Como ya sabe, esa familia no me estima demasiado y yo no me siento con ánimo
para contarles esta historia. Usted lo hará por mí y les dirá que yo viajé por encargo
de su estudio para ubicarlo a Esteban, con las consecuencias que ya sabemos.
Pero además, cuando les entregue esas cenizas va a recomendarles que les den
cristiana sepultura o que las esparzan, en privada ceremonia, en el jardín trasero del
chalé Calais. Por supuesto que todos deberán enterarse de lo sucedido un año
atrás, aceptarlo y no abundar más en el asunto. Un año, ¿se da cuenta? En pocos
días coincidirá la fecha y debemos aprovecharla.

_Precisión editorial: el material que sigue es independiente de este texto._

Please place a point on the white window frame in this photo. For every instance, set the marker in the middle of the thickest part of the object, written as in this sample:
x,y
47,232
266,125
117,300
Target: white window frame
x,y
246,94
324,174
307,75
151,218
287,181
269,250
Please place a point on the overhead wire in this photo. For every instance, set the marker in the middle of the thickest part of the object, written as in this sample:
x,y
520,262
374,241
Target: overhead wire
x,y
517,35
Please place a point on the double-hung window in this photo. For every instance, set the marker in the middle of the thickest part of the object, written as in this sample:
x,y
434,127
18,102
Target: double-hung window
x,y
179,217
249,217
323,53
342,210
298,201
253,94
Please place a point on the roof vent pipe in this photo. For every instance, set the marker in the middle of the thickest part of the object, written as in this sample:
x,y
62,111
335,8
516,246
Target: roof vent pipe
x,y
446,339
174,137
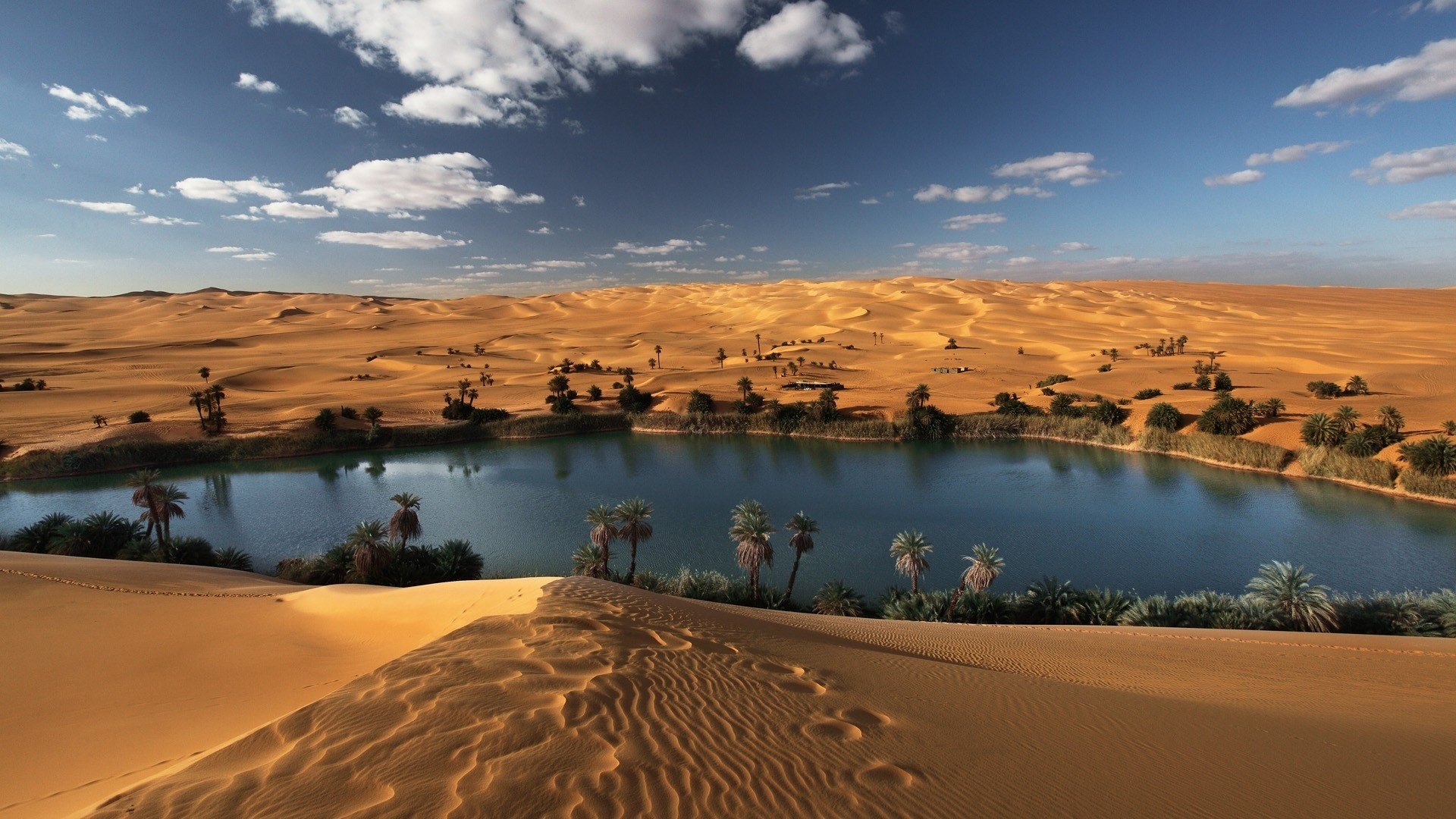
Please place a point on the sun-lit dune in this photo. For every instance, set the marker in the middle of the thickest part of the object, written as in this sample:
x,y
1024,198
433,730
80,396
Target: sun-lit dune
x,y
172,691
281,357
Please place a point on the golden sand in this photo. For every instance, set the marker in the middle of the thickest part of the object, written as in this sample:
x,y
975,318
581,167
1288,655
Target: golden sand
x,y
234,694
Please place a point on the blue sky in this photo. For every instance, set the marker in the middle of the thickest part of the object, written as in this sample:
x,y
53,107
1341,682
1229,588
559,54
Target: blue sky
x,y
440,148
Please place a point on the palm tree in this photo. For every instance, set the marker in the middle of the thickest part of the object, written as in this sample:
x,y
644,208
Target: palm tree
x,y
603,521
910,551
147,496
745,387
632,526
1346,416
752,532
405,522
986,567
1391,419
370,551
802,541
918,397
1288,589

Los abogados como Nogaro saben siempre cuándo están ante un buen arreglo,
más allá de lo extraño que les suene. Creo que por primera vez desde que nos
conocimos, el doctor Nogaro me respetó y abandonó el gesto condescendiente y
perdonavidas con que imponía su distancia. Al despedirnos me dijo:
—En alguna novela que he olvidado, Graham Greene hablaba de las ventajas del
investigador amateur sobre el profesional. Creo que se refería a cierta actitud que
no mide consecuencias, a un entusiasmo y unas energías que en parte revelan
cierta inconciencia. Algo de eso hizo usted al viajar por mero impulso. ¿No pensó
que yo podía estar engañándolo con la información que le di?
—Los triunfadores son los que arriesgan, doctor —dije mientras me iba y lo dejaba
con los restos de Esteban sobre su escritorio.
Hugo Burel: El desfile salvaje, 2007 (fragmento).